# Ammo prices



## VA Boy (Feb 19, 2012)

With ammo prices soaring, it makes one search out the best deals. But who is doing the price setting? A couple pics from the local wally world. This baffles me. There is no rhyme or reason to it. WMart also started carrying Federal 100 rd boxes of 230 gr FMC 45 ACP for $25.97. Saw this in two stores. Don't know if it was a fluke as there was no "spot" for it. Was in lower right side of display case both times. 15 year old prices. Grab'em when you see them.


----------



## scubapro (Nov 27, 2010)

Looks about right to me...

http://gun-deals.com/ammo.php?caliber=.38+Special


----------



## pcola4 (Apr 13, 2009)

Which walmart?


----------



## VA Boy (Feb 19, 2012)

I saw the .45 ammo at Blue Angel and also in Daphne. The BA W Mart was out yesterday. They only had 4 boxes the other day.


----------



## Moose007 (Mar 20, 2012)

*Ammo*

Go to Ammoman.com and see what he has. I have bought several 1000 rds. of .223 from him.



God Bless


Moose


----------



## VA Boy (Feb 19, 2012)

Sorry folks, I guess I should do some explaining. I'm not trying to complain about the prices in the pics; ALL AMMO IS HIGH. I guess I live in a fantasy world and still think of.38 spl as $8 per box ammo. What I am showing is inconsistent pricing. For the Winchester, 50 rounds of 130 gr FMC is $16.47. If I bought 2 boxes (100 rounds) it would be $32.94. OR I could buy the 100 round "value pack" for $34.97. A loss of nearly $2. Wheres the value in that? Now the Remington is another matter. In side-by-side comparison here, not only do you get a better round (if your pistol is rated for +P ammo), you save about $2 for the JHP rounds.


----------



## kaferhaus (Oct 8, 2009)

VA Boy said:


> Sorry folks, I guess I should do some explaining. I'm not trying to complain about the prices in the pics; ALL AMMO IS HIGH. I guess I live in a fantasy world and still think of.38 spl as $8 per box ammo. What I am showing is inconsistent pricing. For the Winchester, 50 rounds of 130 gr FMC is $16.47. If I bought 2 boxes (100 rounds) it would be $32.94. OR I could buy the 100 round "value pack" for $34.97. A loss of nearly $2. Wheres the value in that? Now the Remington is another matter. In side-by-side comparison here, not only do you get a better round (if your pistol is rated for +P ammo), you save about $2 for the JHP rounds.

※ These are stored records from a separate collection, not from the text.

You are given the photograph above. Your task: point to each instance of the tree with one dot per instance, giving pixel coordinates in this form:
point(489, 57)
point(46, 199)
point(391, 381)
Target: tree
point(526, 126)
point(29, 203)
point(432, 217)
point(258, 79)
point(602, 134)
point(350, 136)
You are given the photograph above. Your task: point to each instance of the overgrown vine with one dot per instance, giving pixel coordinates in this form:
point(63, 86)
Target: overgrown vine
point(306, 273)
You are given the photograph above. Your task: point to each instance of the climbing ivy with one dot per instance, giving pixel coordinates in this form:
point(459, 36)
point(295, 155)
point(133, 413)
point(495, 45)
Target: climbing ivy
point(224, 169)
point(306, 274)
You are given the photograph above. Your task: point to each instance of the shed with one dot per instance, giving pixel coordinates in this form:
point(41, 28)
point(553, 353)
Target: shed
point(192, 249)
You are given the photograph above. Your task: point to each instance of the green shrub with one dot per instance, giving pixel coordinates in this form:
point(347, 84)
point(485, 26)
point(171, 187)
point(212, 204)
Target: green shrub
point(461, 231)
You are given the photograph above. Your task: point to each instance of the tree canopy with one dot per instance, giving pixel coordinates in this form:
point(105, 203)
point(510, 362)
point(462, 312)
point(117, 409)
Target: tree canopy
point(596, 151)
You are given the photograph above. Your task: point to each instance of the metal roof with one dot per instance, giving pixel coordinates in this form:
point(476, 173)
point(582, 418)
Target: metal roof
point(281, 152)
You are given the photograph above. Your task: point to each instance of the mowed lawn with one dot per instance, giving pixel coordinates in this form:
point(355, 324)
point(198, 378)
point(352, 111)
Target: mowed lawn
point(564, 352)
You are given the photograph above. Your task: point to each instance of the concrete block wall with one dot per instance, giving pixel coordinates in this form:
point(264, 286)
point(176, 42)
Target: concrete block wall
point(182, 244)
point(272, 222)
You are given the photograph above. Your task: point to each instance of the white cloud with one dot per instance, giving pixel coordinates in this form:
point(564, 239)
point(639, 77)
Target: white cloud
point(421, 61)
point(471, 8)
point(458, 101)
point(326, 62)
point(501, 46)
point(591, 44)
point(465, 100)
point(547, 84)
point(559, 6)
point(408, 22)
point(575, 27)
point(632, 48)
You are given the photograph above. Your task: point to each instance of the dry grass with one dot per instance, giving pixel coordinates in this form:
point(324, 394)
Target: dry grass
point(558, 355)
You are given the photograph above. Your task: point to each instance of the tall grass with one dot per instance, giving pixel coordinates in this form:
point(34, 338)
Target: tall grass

Walmart is famous for that. Not just on ammo either. You have to be very careful when buying "family size" grocery items as well. The larger quantity items are often more expensive per ounce than the smaller ones are....

So is Sams Club.... owned by Walmart of course.


----------



## FrankwT (Jul 25, 2010)

kaferhaus said:


> Walmart is famous for that. Not just on ammo either. You have to be very careful when buying "family size" grocery items as well. The larger quantity items are often more expensive per ounce than the smaller ones are....
> 
> So is Sams Club.... owned by Walmart of course.


Yep noticed that on many grocery side items...good catch!


----------



## Gravity3694 (May 10, 2011)

FrankwT said:


> Yep noticed that on many grocery side items...good catch!


I always do my own math to price out the cost per unit. In bulk its generally cheaper since you save the company the cost of packaging two separate items.


----------



## wellshoot! (Jan 26, 2009)

Yep, I buy mine when and wherever the bulk prices look good. Some times it's at Wally World, and others it may be Academy or even Bass-Pro. 'course, I'd be willin' to pay more at Bass-Pro if they had girls in bikinis and skates bring your order out to ya....


----------



## welldoya (Oct 5, 2007)

In the first picture, the 50 round Remington box is regular .38 (probably FMJ) and the 100 round is +P JHP which is a much better deal.


----------



## mitchell master (May 23, 2012)

i stocked up in nov before barrack got into office and everybody went buy happy 223 189.00 per 1000/pcm 40 at 7.95 box of 50 and i bought unuff.


----------